Additivity of projective dimensions, or, help me lower my blood pressure

Question

Sorry for the shameless title. I'm rather stuck on a lemma in commutative algebra - namely, I have both a proof and a counterexample! I have tried rather strenuously and frustratingly to find the error here, without success; any help from the community in debugging this would be greatly appreciated.

Suppose $R$ is a Noetherian local ring and $M$ is a finite $R$-module of finite projective dimension ($\mathrm{pd}$ for short); write $I=\mathrm{Ann}_R(M)$ in all that follows.
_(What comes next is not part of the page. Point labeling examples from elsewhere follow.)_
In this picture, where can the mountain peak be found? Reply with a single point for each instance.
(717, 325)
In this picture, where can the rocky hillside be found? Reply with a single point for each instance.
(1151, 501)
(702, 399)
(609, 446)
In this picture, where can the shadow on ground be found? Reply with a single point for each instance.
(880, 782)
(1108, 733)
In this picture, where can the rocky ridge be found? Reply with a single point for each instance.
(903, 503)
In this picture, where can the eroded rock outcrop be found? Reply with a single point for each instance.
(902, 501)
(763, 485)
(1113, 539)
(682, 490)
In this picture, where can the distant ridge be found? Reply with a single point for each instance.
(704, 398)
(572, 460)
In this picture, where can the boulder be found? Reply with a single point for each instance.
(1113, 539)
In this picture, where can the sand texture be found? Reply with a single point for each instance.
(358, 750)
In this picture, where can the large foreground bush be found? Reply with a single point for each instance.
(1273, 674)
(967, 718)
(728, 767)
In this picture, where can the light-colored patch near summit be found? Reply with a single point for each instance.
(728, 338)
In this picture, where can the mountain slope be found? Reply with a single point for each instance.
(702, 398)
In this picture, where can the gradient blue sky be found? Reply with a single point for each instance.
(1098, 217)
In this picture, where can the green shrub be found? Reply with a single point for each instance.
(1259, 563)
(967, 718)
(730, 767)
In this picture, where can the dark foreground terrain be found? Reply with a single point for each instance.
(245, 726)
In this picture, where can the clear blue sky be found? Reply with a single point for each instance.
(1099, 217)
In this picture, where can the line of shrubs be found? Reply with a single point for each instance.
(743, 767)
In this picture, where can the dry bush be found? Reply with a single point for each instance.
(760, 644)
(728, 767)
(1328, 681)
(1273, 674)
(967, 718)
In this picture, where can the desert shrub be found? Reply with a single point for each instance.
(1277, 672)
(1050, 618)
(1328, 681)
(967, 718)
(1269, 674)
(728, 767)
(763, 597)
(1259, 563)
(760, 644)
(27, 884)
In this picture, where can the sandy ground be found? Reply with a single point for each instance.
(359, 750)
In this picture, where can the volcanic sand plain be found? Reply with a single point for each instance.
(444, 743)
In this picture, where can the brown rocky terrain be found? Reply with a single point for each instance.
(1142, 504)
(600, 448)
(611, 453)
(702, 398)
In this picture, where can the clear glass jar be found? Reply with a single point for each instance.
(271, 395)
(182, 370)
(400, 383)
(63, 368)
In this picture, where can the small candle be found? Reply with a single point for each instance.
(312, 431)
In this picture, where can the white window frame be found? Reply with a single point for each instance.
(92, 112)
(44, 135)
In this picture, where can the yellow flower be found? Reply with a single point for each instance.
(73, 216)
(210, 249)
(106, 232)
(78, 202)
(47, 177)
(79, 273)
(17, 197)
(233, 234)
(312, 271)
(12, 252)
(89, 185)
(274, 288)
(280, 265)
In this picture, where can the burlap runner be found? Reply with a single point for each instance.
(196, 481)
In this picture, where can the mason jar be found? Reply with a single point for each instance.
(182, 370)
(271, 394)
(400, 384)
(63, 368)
Claim: Under the above hypotheses, we have $\mathrm{pd}_R(R/I)+\mathrm{pd}_{R/I}(M)=\mathrm{pd}_R(M)$.

Proof of claim: Recall the Auslander-Buchsbaum formula, namely $\mathrm{pd}_R(M)+\mathrm{depth}_R(M)=\mathrm{depth}_R(R)$. Since a sequence $r_1,\dots,r_n \in R$ is $M$-regular if and only if $\overline{r}_1,\dots,\overline{r}_n \in R/I$ is $M$-regular, the $R$-depth and $R/I$-depth of $M$ agree. (This is well-known, see e.g. pp. 130-131 of Matsumura's Commutative Ring Theory). Hence Auslander-Buchsbaum, applied to $R$ and $R/I$, gives the equality

$\mathrm{pd}_R(M)-\mathrm{pd}_{R/I}(M)=\mathrm{depth}_R(R)-\mathrm{depth}_{R/I}(R/I)$.

By the same reasoning as previously, the $R$-depth and the $R/I$-depth of $R/I$ are equal, so the right-hand side of this formula can be rewritten as $\mathrm{depth}_R(R)-\mathrm{depth}_{R}(R/I)$, which is equal to $\mathrm{pd}_{R}(R/I)$ by another (!) application of Auslander-Buchsbaum. $\square$

Counterexample to claim: Take $R$ local Noetherian, $a\in R$ a nonunit, $M=R/(a) \oplus R/(a^2)$, so $I=(a^2)$. If I have done this right, each of the projective dimensions in my claim is exactly $1$, and I believe $1+1\neq 1$ was known in antiquity.

Answer 1

Your proof only works if the projective dimensions of $M$ as an $R$-module and as an $R/I$-module are finite. Indeed, finite projective dimension is a hypothesis for the Auslander-Buchsbaum formula, and you used the AB-formula for $M$ as an $R/I$-module in your argument.

In the case of your counter-example, the projective dimension of $M$ is $\infty$. E.g., if $R=\mathbb{C}[x]$ (or its localization at $0$ if you like), $a=x$, then you have the resolution: $$\ldots\to\mathbb{C}[x]/x^2\overset{\cdot x}\to\mathbb{C}[x]/x^2\overset{\cdot x}{\to}\mathbb{C}[x]/x^2\to 0\to \ldots$$ of the module $\mathbb{C}$. Using this to compute $\operatorname{Ext}^{\cdot}_{\mathbb{C}[x]/x^2}(\mathbb{C},\mathbb{C})$, one sees that

$$\operatorname{Ext}^{i}_{\mathbb{C}[x]/x^2}(\mathbb{C},\mathbb{C})=\mathbb{C}$$ for all $i\geq{0}$. In particular, the projective dimension is infinite.

In this case, your module is $\mathbb{C}\oplus\mathbb{C}[x]/x^2$, which by the above has infinite projective dimension.

Answer 2

One problem in the proof is that $\operatorname{pd}_R(R/I)$ might be infinite, so you can't apply Auslander-Buchsbaum the final time.

I can't seem to come up with an example where $M$ has finite projective dimension while $\operatorname{ann} M$ has infinite projective dimension, but they must exist.

Later: The famous Dutta-Hochster-McLaughlin example does the trick. It is a module $M$ of finite projective dimension over $R = k[x,y,z,w]/(xy-zw)$, with annihilator $(x,y,z,w)^3 + (x,z)$.